Il ne compte pas se laisser si vite décourager de lui remonter le moral. Surtout quand c'est lui qui le lui a fait descendre, par maladresse littéralement intergalactique…
— Si j'ai bien compris, Anubis et Jazz ont fait en sorte de donner l'illusion qu'ils ont rencontré Papa avant mon enlèvement, et avant Caesar même, juste après qu'il a quitté son job à l'armée. C'est déjà un peu bizarre qu'il ait continué à bosser avec eux avec tout ce qui s'est passé, donc je vois pas trop comment on va faire croire qu'il aurait pris un nouveau partenaire en ce moment, explique Maena avec une grimace.
Elle n'est hélas pas plus convaincue par cette option que la précédente, même si elle semble peu à peu distraite de son abattement. Des options existent, il suffit qu'ils trouvent la bonne.
— Certes. Les meilleures couvertures sont anticipées et non improvisées, récite Strauss, acceptant le caractère invraisemblable de ce qu'il vient de proposer.
Il ne doit déjà pas être très facile pour la jeune fille de mentionner que son père continue à travailler en les circonstances sans récolter des œillades suspicieuses, alors ajouter qu'il aurait même augmenté sa charge ne passera sans doute pas. Même en admettant que le nouvel arrivant viendrait renforcer leur équipe et non proposer un nouveau sujet de recherche, il resterait peu vraisemblable qu'il soit invité sur place en ces temps troublés.

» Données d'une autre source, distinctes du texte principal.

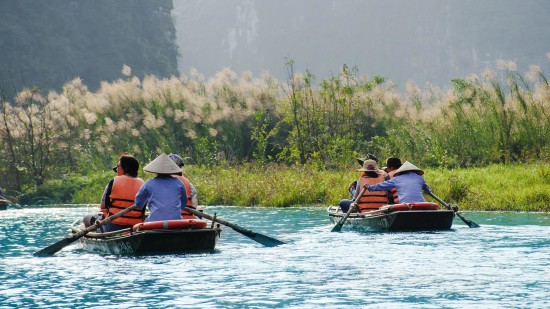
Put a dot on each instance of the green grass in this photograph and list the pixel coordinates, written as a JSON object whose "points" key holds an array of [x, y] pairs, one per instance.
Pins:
{"points": [[492, 188]]}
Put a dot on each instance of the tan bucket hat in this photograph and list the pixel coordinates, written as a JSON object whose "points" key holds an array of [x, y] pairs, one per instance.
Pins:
{"points": [[162, 165], [407, 167], [369, 166]]}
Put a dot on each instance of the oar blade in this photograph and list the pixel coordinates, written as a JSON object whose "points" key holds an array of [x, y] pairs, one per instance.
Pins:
{"points": [[52, 249], [337, 227], [257, 237], [266, 240], [468, 222]]}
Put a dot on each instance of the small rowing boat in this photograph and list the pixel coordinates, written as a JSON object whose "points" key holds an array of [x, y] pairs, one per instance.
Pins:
{"points": [[398, 217], [159, 237]]}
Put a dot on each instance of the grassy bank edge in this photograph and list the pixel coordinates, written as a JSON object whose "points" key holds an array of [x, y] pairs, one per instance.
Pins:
{"points": [[496, 187]]}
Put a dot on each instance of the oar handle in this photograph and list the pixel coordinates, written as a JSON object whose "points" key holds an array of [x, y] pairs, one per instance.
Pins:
{"points": [[440, 201], [99, 223], [209, 217], [263, 239], [340, 223]]}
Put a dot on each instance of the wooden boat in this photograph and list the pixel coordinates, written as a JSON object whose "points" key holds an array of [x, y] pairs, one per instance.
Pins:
{"points": [[399, 217], [160, 237]]}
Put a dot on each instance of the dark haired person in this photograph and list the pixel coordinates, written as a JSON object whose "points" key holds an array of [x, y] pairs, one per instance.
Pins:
{"points": [[120, 194], [370, 200], [408, 182], [192, 200]]}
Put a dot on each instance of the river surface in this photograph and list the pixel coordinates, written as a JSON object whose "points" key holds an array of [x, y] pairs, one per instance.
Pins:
{"points": [[503, 264]]}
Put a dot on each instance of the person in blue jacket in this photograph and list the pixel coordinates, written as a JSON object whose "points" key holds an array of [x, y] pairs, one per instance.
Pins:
{"points": [[408, 182], [164, 195]]}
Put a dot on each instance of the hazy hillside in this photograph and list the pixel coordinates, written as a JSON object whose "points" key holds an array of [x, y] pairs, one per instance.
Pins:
{"points": [[423, 40], [47, 43]]}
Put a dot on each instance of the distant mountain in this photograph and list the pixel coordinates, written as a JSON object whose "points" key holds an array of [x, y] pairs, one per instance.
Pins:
{"points": [[427, 41], [47, 43]]}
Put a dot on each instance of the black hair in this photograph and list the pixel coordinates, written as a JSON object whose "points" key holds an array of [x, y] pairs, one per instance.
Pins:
{"points": [[129, 164]]}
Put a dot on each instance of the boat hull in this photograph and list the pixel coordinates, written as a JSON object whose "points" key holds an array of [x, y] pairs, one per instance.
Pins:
{"points": [[410, 220], [151, 241]]}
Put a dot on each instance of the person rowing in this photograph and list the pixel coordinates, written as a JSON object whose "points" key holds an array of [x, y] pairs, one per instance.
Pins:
{"points": [[165, 196], [408, 182]]}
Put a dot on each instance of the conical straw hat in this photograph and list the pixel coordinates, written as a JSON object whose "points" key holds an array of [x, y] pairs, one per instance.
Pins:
{"points": [[408, 166], [162, 165]]}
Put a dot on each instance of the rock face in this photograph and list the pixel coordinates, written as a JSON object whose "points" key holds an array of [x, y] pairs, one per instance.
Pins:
{"points": [[421, 40]]}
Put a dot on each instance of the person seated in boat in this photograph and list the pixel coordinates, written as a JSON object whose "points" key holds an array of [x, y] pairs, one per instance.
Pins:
{"points": [[408, 182], [370, 200], [353, 185], [164, 195], [119, 195], [192, 200], [392, 164]]}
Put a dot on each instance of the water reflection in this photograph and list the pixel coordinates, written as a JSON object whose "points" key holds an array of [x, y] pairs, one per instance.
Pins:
{"points": [[502, 264]]}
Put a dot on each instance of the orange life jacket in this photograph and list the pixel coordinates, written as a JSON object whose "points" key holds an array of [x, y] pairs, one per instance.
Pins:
{"points": [[371, 200], [185, 214], [123, 195], [393, 192]]}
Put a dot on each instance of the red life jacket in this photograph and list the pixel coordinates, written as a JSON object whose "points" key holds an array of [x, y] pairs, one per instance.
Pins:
{"points": [[123, 195], [185, 214], [393, 191], [371, 200]]}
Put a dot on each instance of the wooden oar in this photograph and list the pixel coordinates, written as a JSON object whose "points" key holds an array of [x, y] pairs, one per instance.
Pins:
{"points": [[340, 223], [52, 249], [257, 237], [468, 222]]}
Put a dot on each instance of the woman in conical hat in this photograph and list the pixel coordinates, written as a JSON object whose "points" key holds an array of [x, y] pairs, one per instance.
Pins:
{"points": [[408, 182], [369, 200], [164, 195]]}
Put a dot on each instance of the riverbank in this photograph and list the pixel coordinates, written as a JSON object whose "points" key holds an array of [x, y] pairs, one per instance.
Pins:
{"points": [[523, 187]]}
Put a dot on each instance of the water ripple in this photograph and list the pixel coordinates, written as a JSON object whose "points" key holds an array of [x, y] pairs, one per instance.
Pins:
{"points": [[503, 264]]}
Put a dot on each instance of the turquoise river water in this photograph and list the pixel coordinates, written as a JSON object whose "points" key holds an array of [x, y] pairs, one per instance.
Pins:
{"points": [[503, 264]]}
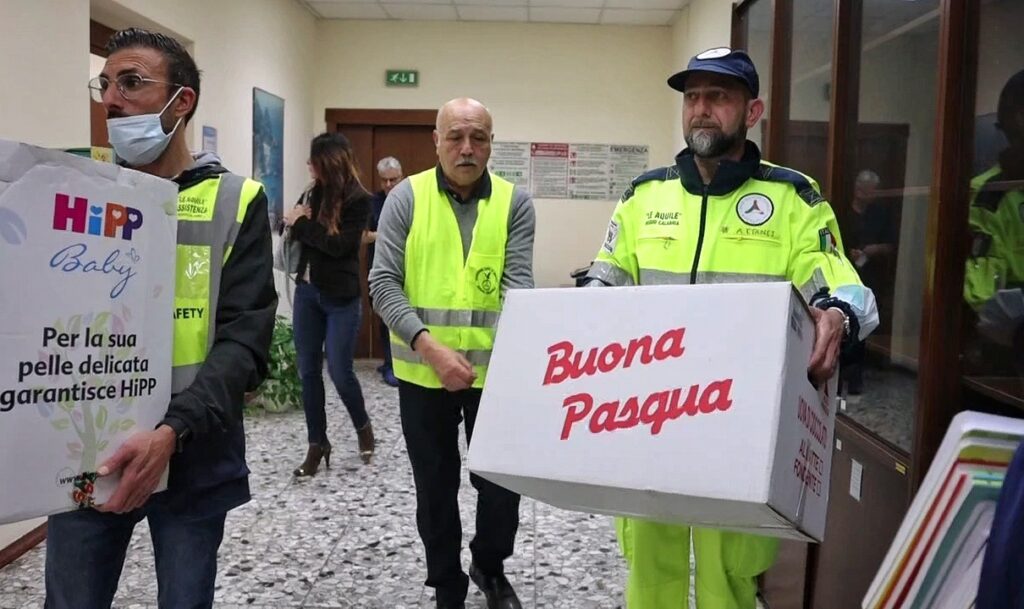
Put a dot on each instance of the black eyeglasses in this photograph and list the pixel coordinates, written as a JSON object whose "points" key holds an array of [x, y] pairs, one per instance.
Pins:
{"points": [[129, 86]]}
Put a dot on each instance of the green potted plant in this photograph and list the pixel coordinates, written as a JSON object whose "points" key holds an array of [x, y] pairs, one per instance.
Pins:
{"points": [[282, 390]]}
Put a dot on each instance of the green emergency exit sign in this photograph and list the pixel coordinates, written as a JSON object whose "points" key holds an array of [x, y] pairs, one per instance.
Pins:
{"points": [[401, 78]]}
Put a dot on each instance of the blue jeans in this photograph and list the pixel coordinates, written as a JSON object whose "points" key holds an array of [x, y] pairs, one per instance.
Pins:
{"points": [[85, 551], [320, 320]]}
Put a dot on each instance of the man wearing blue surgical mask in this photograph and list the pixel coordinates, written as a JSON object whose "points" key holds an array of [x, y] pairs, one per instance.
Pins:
{"points": [[224, 307]]}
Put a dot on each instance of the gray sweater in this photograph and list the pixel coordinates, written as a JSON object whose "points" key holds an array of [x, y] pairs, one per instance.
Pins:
{"points": [[387, 277]]}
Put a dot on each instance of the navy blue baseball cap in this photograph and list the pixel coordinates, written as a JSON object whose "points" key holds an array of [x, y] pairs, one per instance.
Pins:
{"points": [[720, 60]]}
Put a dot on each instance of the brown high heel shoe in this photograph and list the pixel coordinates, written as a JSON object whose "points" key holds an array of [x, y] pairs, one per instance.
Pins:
{"points": [[367, 441], [313, 457]]}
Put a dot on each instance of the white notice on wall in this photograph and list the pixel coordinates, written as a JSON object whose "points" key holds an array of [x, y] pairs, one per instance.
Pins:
{"points": [[510, 160], [625, 163], [589, 171], [549, 170], [593, 171]]}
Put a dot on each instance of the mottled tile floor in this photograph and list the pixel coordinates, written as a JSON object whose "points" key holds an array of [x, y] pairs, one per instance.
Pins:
{"points": [[346, 537]]}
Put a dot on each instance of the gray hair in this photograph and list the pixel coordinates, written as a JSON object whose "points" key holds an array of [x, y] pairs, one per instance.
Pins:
{"points": [[868, 177], [388, 163]]}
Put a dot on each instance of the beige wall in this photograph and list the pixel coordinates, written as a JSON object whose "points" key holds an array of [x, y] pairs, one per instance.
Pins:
{"points": [[45, 66], [542, 82]]}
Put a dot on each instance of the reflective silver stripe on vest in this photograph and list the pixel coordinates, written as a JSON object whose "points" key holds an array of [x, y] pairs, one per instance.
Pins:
{"points": [[649, 276], [218, 234], [458, 317], [816, 284], [402, 352], [609, 273]]}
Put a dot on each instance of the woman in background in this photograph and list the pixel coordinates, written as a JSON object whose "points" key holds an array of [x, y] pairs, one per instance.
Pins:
{"points": [[329, 222]]}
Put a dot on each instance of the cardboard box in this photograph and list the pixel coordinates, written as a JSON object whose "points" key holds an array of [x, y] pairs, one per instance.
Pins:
{"points": [[87, 275], [677, 403]]}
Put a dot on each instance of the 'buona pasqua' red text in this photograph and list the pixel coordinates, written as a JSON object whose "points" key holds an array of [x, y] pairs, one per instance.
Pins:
{"points": [[654, 409]]}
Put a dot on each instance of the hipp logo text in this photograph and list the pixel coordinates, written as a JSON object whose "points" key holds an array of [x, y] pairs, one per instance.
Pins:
{"points": [[75, 214]]}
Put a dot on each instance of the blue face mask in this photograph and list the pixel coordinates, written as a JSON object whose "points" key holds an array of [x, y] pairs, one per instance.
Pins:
{"points": [[140, 139]]}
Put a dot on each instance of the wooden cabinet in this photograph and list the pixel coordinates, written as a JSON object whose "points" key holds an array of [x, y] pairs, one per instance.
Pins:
{"points": [[868, 494]]}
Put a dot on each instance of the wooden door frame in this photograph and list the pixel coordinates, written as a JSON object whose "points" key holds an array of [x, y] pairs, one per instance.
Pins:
{"points": [[386, 118]]}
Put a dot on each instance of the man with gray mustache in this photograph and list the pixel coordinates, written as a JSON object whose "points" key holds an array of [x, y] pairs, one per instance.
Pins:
{"points": [[451, 242], [722, 215]]}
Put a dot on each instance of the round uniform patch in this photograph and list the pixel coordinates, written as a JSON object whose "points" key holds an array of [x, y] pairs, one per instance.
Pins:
{"points": [[486, 280], [755, 209], [715, 53]]}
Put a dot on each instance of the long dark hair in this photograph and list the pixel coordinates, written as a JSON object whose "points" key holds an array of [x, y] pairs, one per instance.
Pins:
{"points": [[337, 176]]}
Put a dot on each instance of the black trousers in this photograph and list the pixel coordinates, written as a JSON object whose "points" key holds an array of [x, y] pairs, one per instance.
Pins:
{"points": [[430, 423]]}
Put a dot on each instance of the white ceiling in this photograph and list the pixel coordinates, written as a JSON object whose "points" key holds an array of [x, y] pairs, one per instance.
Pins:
{"points": [[626, 12]]}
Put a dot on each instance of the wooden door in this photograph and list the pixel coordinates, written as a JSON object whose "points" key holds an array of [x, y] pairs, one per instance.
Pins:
{"points": [[407, 135]]}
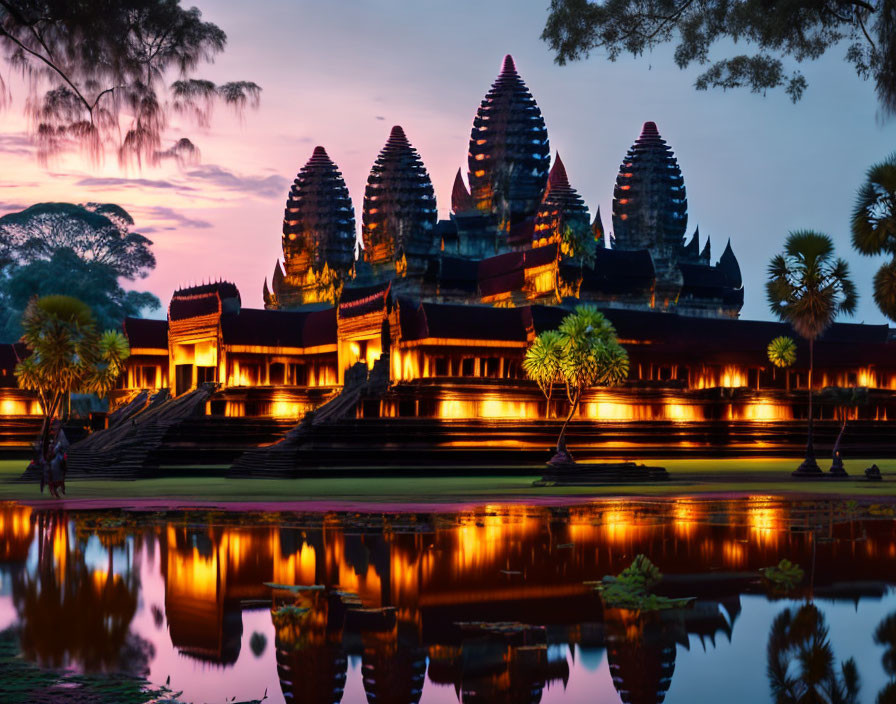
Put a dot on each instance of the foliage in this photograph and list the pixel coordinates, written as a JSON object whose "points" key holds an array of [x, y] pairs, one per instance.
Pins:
{"points": [[802, 30], [800, 661], [782, 351], [783, 577], [807, 287], [542, 362], [288, 615], [92, 66], [586, 353], [95, 232], [631, 589], [77, 250], [874, 229], [67, 354]]}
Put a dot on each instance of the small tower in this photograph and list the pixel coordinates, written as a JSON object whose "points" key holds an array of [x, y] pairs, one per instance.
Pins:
{"points": [[399, 215], [509, 157], [318, 237], [560, 208], [650, 210]]}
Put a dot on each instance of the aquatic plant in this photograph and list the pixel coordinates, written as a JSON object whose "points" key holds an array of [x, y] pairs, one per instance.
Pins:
{"points": [[631, 589], [783, 577]]}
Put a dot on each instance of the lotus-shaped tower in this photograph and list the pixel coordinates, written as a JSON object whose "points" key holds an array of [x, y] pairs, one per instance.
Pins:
{"points": [[650, 206], [509, 155], [318, 237], [561, 207], [400, 215]]}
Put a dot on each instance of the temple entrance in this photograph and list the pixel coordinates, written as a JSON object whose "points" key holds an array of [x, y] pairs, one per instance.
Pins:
{"points": [[183, 378]]}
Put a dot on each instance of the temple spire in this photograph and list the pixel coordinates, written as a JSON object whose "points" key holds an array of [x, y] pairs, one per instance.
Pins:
{"points": [[705, 255], [461, 201], [597, 227]]}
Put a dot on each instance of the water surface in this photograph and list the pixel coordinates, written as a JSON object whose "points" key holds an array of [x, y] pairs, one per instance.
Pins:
{"points": [[488, 605]]}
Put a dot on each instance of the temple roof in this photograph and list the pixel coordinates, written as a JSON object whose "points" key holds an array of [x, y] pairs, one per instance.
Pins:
{"points": [[650, 205], [277, 328], [319, 220], [509, 141], [146, 333], [399, 203], [466, 322]]}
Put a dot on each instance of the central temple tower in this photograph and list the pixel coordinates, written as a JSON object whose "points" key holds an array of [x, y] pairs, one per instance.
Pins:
{"points": [[509, 157]]}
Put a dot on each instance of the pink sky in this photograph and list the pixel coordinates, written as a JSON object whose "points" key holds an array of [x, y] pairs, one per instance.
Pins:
{"points": [[341, 74]]}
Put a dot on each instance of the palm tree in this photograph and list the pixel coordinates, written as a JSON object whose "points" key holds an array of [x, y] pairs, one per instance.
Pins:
{"points": [[542, 364], [782, 353], [874, 229], [807, 287], [590, 356], [66, 355]]}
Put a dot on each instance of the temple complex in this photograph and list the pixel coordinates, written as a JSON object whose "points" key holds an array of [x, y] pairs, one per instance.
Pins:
{"points": [[424, 319]]}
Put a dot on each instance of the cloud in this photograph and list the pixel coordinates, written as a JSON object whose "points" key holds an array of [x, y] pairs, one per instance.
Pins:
{"points": [[164, 218], [114, 181], [264, 186], [16, 143]]}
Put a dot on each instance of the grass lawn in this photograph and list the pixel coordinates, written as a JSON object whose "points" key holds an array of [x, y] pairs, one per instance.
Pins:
{"points": [[688, 477]]}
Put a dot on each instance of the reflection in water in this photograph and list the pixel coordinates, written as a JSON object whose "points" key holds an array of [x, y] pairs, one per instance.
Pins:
{"points": [[801, 663], [489, 604]]}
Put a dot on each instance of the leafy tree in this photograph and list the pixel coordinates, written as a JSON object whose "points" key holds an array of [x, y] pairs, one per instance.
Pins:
{"points": [[808, 288], [874, 229], [590, 355], [79, 250], [782, 353], [66, 355], [542, 364], [93, 66], [798, 31], [65, 273], [96, 232], [800, 661]]}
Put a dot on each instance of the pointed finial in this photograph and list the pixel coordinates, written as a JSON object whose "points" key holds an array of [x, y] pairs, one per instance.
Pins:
{"points": [[557, 177], [597, 227], [461, 201], [508, 66], [650, 130]]}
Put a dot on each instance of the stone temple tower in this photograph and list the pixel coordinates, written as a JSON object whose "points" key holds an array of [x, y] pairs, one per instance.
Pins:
{"points": [[318, 238], [650, 209], [399, 215], [509, 157]]}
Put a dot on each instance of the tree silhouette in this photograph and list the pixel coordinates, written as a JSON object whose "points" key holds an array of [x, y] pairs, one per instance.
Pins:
{"points": [[93, 66]]}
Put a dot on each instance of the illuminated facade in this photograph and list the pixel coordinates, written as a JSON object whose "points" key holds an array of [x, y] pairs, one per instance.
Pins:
{"points": [[440, 313]]}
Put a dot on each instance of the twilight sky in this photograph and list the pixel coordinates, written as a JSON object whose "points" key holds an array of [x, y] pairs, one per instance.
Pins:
{"points": [[342, 73]]}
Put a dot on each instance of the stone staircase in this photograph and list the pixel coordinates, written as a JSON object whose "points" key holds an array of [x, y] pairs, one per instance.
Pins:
{"points": [[123, 450]]}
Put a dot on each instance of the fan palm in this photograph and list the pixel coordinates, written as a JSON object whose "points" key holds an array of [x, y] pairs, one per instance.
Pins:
{"points": [[782, 353], [874, 229], [66, 355], [542, 363], [807, 287], [590, 356]]}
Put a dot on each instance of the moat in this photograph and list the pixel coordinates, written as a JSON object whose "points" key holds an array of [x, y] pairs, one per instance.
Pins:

— Andy ? demande Maena, certaine d'avoir déjà entendu ça quelque part.
"Un bon mensonge se base sur la vérité, et un meilleur mensonge encore est semé au fil du temps, les éléments de sa fondation amenés sur le tapis l'air de rien, au détour d'une conversation. Lorsqu'on n'explique quelque chose à quelqu'un qu'une fois interrogé sur le sujet, la personne devant le fait accompli, même la vérité peut paraître suspecte." La jeune fille se sent un peu triste de devoir vivre selon ces principes aujourd'hui, mais comme son père avant elle, elle essaye de rester focalisée sur son objectif de conserver tous ceux à qui elle tient en sécurité, plutôt que sur les moyens qu'elle doit employer pour y parvenir.
— Jena, la corrige Strauss en souriant.
Il voudrait bien terminer leur discussion, lui dire qu'une solution simple au problème que représente Gregor serait de l'extraire d'ici. Il n'a pas besoin d'avoir accès à sa patiente en permanence pour participer à l'élaboration d'un traitement éventuel. Ils pourraient l'emmener ailleurs, dans un endroit plus sûr, moins exposé. Mais il n'a pas le cœur de faire rechuter son humeur. Elle n'acceptera jamais que ce soit l'équipe de Jena qui les sépare, et il ne peut pas lui promettre la seule alternative : qu'il soit sous tutelle homienne. Pas sans en avoir discuté avec Andy et Chad. Alors il s'abstient, et profite de son sourire retrouvé, à la mention de cette référence qu'ils ont en commun, en attendant qu'elle propose d'elle-même un nouveau sujet, dans le temps qui leur est imparti avant qu'elle doive aller se préparer à la visite de ses deux meilleurs amis.